Sejumlah saham mencatat kenaikan luar biasa dan menjadi top gainers. Di antaranya adalah PT Shield on Service Tbk (SOSS) yang melonjak 24,4%, PT Natura City Developments Tbk (CITY) dan PT Sona Topas Tourism Industry Tbk (SONA) melesat masing-masing 20,8% dan 18,7% serta PT Multi Garam Utama Tbk (FOLK) bertambah 14%.
Sedangkan sejumlah saham yang melemah dan menjadi top losers di antaranya PT Mandala Multifinance Tbk (MFIN) yang anjlok 15,6%, PT Sunindo Pratama Tbk (SUNI) jatuh 15,2%, dan PT Ashmore Asset Management Indonesia Tbk (AMOR) ambruk 12,8%.
IHSG menjadi sekian dari Bursa Asia yang menetap di zona merah, index SETI (Thailand), CSI 300 (China), TW Weighted Index (Taiwan), Hang Seng (Hong Kong), Straits Times (Singapura), Ho Chi Minh Stock Index (Vietnam), dan KLCI (Malaysia), yang melemah dan tertekan masing-masing mencapai 0,48%, 0,33%, 0,25%, 0,07%, 0,05%, 0,03%, dan 0,01%.
Dengan demikian, IHSG adalah indeks dengan pelemahan terdalam dan paling anjlok di Asia, jauh melangkahi Bursa Saham China.
Sementara Bursa Saham Asia lainnya berhasil melaju di zona hijau i.a Nikkei 225 (Tokyo), Topix (Jepang), SENSEX (India), Kospi (Korea Selatan), Shenzhen Comp. (China), dan Shanghai Composite (China), yang menguat 1,89%, 1,52%, 1,14%, 0,98%, 0,77%, dan 0,16%.
Dari dalam negeri, IHSG tersengat sentimen dari Pilpres AS. Ekonom menilai apabila calon presiden Partai Republik Donald Trump menjadi pemenang dalam pemilihan, maka Indonesia berpotensi menghadapi tantangan Ekonomi baru. Hal ini timbul dari potensi perubahan kebijakan fiskal dan moneter era Trump.
Periset Ekonomi dan Kebijakan Publik Center of Reform on Economic –CORE, Yusuf Rendy Manilet mengatakan, Trump kemungkinan akan mendorong kebijakan Ekonomi agresif seperti pemotongan pajak dan peningkatan pengeluaran infrastruktur.

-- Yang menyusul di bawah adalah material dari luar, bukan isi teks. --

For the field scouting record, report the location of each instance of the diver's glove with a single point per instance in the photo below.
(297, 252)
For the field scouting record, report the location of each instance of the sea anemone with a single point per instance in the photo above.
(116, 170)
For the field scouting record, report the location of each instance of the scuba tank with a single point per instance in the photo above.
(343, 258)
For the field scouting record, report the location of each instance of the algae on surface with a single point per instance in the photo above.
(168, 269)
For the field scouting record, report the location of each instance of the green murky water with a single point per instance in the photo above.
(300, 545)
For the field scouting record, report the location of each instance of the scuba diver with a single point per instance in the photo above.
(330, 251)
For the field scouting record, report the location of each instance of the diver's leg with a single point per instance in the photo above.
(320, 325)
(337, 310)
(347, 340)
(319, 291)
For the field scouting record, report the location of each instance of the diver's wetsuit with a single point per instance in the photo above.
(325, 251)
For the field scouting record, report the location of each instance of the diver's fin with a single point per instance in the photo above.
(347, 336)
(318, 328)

Kebijakan tersebut diwaspadai menyebabkan Federal Reserve terpaksa menaikkan suku bunga demi mengendalikan laju inflasi AS.

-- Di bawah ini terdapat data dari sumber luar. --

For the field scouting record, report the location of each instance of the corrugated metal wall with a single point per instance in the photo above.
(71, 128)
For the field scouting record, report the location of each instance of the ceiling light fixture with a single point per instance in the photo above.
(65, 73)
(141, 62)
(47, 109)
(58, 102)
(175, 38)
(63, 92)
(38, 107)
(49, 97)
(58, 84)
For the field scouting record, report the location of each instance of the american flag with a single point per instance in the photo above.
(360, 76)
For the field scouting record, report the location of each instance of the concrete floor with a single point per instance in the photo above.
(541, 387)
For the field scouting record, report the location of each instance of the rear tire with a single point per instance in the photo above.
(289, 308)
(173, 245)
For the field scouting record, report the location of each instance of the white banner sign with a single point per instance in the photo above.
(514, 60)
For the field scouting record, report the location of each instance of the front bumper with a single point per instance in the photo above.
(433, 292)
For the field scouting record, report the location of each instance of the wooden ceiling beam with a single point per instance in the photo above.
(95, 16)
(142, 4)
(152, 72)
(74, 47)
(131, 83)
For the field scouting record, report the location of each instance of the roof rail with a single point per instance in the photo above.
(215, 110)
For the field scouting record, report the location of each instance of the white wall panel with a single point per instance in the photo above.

“Kenaikan ini bisa menarik arus modal keluar dari Indonesia menuju aset di AS yang lebih aman dan imbal hasilnya lebih tinggi, melemahkan nilai tukar Rupiah dan meningkatkan beban utang luar negeri Indonesia,” kata Yusuf kepada Bloomberg Technoz, Senin (28/10/2024).
Di sisi lain, “Kebijakan proteksionisme Trump juga berpotensi melemahkan ekonomi global dan permintaan terhadap komoditas ekspor utama Indonesia, seperti batu bara, CPO, dan nikel,” tambahnya.
Di tengah-tengah sentimen tersebut, investor juga menanti data penting inflasi PCE Amerika Serikat (Personal Consumption Expenditures) di pekan ini yang juga merupakan inflasi pilihan Bank Sentral AS.
Inflasi PCE pada September diperkirakan bakal melandai jadi 2,1% year-on-year dibandingkan dengan 2,2% bulan sebelumnya. Namun secara bulanan masih akan ada kenaikan 0,2% dari sebelumnya 0,1%.
Sedangkan inflasi inti PCE, diproyeksikan Analis/ Ekonom akan ada kenaikan 0,3% month-on-month, dan melandai secara tahunan di angka 2,6%.
“Kenaikan tersebut mungkin akan menahan inflasi inti tahunan pada 2,7%,” terang tim Bloomberg Economics di antaranya Anna Wong, Stuart Paul, Eliza Winger, Estelle Ou dan Chris G. Collins.
Inflasi PCE tersebut merupakan acuan yang sering menjadi tolok ukur Federal Reserve dalam menentukan kebijakan moneternya bersamaan dengan laporan data Tenaga Kerja AS.
Badan Statistik Negeri Paman Sam akan merilis laporan ketenagakerjaan di Oktober, yang juga terbit di pekan ini sebagai acuan The Fed, menyangkut tingkat rekrutmen tenaga kerja (non-Farm Payroll) dan tingkat pengangguran juga perkembangan upah pekerja.